Das Programm läuft fehlerfrei, jedoch wird nicht bei jedem, der dieses Programm ausführt, ein Anhang eingefügt.
Die erste Vermutung war, dass es an den unterschiedlichen Betriebssystemen liegt, dies war jedoch leider nicht der Fall.

Ich wäre euch echt dankbar, wenn mir jemand helfen könnte, dieses Problem zu beheben, bzw. mir einen anderen Weg zeigt Emails mit Anhang zu versenden.

Vielen Dank schon mal!


----------



## Illuvatar (18. Okt 2004)

Nunja, das ist Betriebssystemabhängig, wie du es machst, die dll gibt es vielleicht nicht auf alle Windows-Systemen, und schon gar nicht plattformübergreifend auf Linux oä.


----------



## Kracky (19. Okt 2004)

Die Anwendung soll nur auf Windows-Systemen laufen.
Die dll war auch immer vorhanden, nur der Anhang wurde nicht immer an die Mail angehängt.

Gibt es nicht noch eine weitere Möglichkeit, außer so und über SMTP-Emails zu versenden? :?:


----------



## inflamer (19. Okt 2004)

jo, gibt es und zwar mithilfe der packages javax.mail und javax.activation

diese packages sind im j2ee drin enthalten, die gibts auch als separate jar-dateien für j2se,
musst mal bei sun suchen.


----------



## Kracky (19. Okt 2004)

Damit habe ich es auch schon versucht, aber ich konnte das lediglich mit SMTP realisieren, und das wollte ich ja nicht.
Habe auch kein Beispiel ohne SMTP gefunden.
Wenn du eins hast oder findest,
wäre ich dir sehr dankbar, wenn ich das irgendwie bekommen könnte...


----------



## Illuvatar (19. Okt 2004)

Wenn du willst, kann ich dir n paar Klassen geben, die SMTP können, aber die können noch keine Anhänge, die will ich aber auch bald möglich machen.


----------



## Kracky (20. Okt 2004)

Vielen Dank!
Aber ich brauche Klassen die *ohne* SMTP arbeiten.
Ich glaube das geht einfach gar nicht...


----------



## dark_red (20. Okt 2004)

wie soll man denn ohne smtp mails versenden können?   ???:L


----------



## Stefan1200 (20. Okt 2004)

Ich vermute mal, es liegt einfach daran, das nicht jede E-Mail Applikation in der Lage ist, per mailto: auch Anhänge zu interpretieren.
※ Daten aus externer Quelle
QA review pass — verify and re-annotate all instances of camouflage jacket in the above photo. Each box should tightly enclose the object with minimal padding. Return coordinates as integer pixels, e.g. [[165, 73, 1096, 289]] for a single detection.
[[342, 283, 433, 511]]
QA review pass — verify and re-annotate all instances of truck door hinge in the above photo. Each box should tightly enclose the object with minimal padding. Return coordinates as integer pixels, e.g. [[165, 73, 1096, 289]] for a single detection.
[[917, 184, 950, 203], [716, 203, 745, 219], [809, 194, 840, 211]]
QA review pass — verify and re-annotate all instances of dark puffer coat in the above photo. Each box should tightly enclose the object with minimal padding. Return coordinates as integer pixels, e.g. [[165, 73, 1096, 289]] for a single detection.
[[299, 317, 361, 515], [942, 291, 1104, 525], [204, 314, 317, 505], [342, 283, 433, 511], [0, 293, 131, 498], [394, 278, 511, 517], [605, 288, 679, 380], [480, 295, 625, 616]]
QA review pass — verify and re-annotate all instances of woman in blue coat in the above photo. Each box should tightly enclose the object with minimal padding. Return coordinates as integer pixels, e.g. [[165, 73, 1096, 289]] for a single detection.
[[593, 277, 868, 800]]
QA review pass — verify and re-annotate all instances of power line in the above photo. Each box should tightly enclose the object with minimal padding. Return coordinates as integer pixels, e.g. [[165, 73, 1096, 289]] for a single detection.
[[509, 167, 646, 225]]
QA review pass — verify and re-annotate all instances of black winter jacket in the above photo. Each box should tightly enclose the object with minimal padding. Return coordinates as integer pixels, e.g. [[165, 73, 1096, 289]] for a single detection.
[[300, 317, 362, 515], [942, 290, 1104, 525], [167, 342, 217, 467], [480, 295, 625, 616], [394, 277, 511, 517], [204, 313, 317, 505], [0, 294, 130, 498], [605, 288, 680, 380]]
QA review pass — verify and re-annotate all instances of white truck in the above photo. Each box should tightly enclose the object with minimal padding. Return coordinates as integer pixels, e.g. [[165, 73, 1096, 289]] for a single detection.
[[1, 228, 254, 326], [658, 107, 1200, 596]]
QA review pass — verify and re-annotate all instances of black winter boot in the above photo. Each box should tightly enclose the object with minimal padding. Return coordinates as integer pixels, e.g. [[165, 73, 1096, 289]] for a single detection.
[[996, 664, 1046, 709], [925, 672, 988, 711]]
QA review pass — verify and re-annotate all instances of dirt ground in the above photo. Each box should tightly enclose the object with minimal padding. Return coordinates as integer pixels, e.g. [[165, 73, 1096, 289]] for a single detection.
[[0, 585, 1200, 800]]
Viele alte Programme haben damals ja schon mit body= Probleme gehabt.


----------



## Kracky (20. Okt 2004)

Okay, war blöd formuliert...
Das Problem liegt darin, dass man ne statische IP-Adresse braucht, dies aber leider nicht möglich ist,
deswegen kann die Verbindung zum SMTP-Host nicht aufgebaut werden.
Meine Idee war, dass mit "Mailto:" zu umgehen, aber das funktioniert leider ja auch nicht,
und jetzt sind mir leider die Ideen ausgegangen


----------



## Warlock (12. Jan 2005)

geht das in irgendeiner weise OHNE SMTP ?? - ich brauche nur ein tool das aus einer datenbank enthaltene Daten mit einigen anhabg automatisch versendet, ohne das es der Anwender mitbekommt...

wäre dankbar für jeden tipp !!!


----------



## Bleiglanz (12. Jan 2005)

einen eigenen Mailserver mitrein-würgen -> James, vielleicht gibts davon eine Standalone Version

oder gleich  jakarta commons net

http://wiki.apache.org/jakarta-commons/Net/FrequentlyAskedQuestions


----------